Ao invocar que o financiamento obrigacionista configurava, na realidade, um contrato de suprimento realizado, à época, pelo acionista David Neeleman — ainda que através da Azul —, destinado a reforçar a liquidez da empresa, a TAP atribuiu ao empréstimo um carácter subordinado, sendo este tipo de contrato fortemente limitativo da possibilidade de execução das garantias.

Numa sucessão de eventos em catadupa — começando pela mudança de nome da antiga holding da TAP para Siavilo, passando pela renúncia em bloco dos órgãos sociais e de fiscalização, bem como pela execução judicial pendente por parte da Azul — e culminando, já sob a nova identidade de Siavilo, com o pedido de insolvência, o Governo português optou por deixar a decisão nas mãos dos tribunais.
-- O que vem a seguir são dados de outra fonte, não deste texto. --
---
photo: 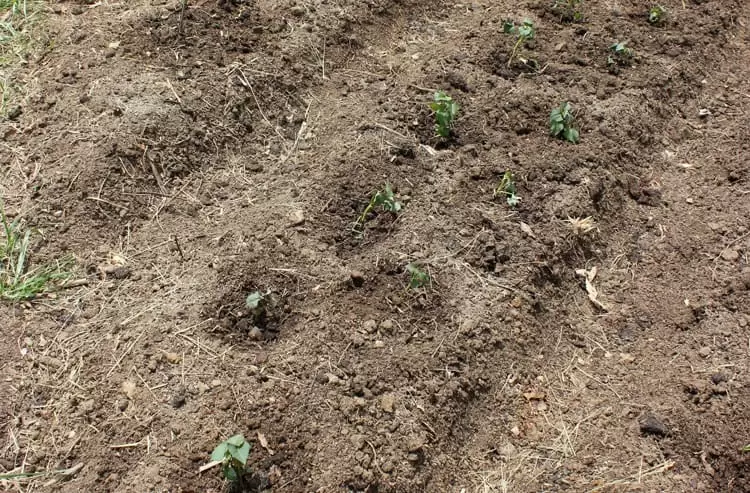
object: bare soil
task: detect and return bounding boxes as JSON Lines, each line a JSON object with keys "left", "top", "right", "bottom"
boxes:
{"left": 1, "top": 0, "right": 750, "bottom": 491}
Do ponto de vista económico, o racional subjacente é claramente identificável: além dos cerca de 1 073 milhões de euros que a holding devia à TAP em dezembro de 2024 — dos quais 906 milhões foram canalizados para financiar a operação da TAP Manutenção & Engenharia Brasil — o acionista Estado injetou 3 344 milhões de euros na transportadora nacional desde o início da pandemia. Somando ambos os montantes — 1 073 milhões e 3 344 milhões de euros —, o esforço financeiro foi verdadeiramente ciclópico, até ao momento sem qualquer retorno.

Do outro lado, o acionista David Neeleman e a transportadora Azul investiram 303 milhões de euros na aquisição da TAP. Deste montante, 203 milhões de euros (cerca de 67%) foram assegurados por meio de um contrato gerado pela própria TAP — ou seja, sem cash out direto. Receberam, até à data efetiva da sua saída, 56 milhões de euros. No final de todo o processo, pretendem receber mais 178 milhões de euros em obrigações — um retorno acumulado de 98% exclusivamente neste último investimento.

Face à evidente assimetria no esforço financeiro de cada parte, e perspetivando-se a execução judicial iminente — que agravaria o desequilíbrio do Estado —, a insolvência e o recurso aos tribunais foram os caminhos escolhidos.

Ao reclassificar juridicamente esta dívida, o Estado pretende que seja uma entidade externa — neste caso, um tribunal — a decidir a exigibilidade do pagamento das obrigações, libertando-se das condições benévolas e das fragilidades da engenharia financeira estruturada no decurso do anterior processo de privatização.

Ironia do destino — ou apenas o inevitável reencontro com o passado —, o Estado português avança, uma vez mais, para esta nova privatização, admitindo um desconto no preço de venda para acomodar a contingência do eventual pagamento destas obrigações por parte do futuro acionista, desta vez, com todos os sinais a apontar para um comprador europeu.

Tendo, no mercado brasileiro, o seu principal ativo estratégico, a TAP detém 31% da participação no tráfego aéreo entre a Europa e o Brasil e 27% no sentido inverso, ligando Portugal a 13 cidades brasileiras através de 15 rotas diretas. Além disso, conta com 60% dos passageiros em trânsito para outros destinos, reforçando o seu modelo de hub & spoke e destacando-se no papel de porta de entrada para o mercado europeu.

Este posicionamento consolida o valor estratégico da companhia no eixo transatlântico e ajuda a explicar o elevado interesse de potenciais compradores — mesmo num cenário económico desafiador e com passivos contingentes que podem ensombrar o sucesso da operação de privatização.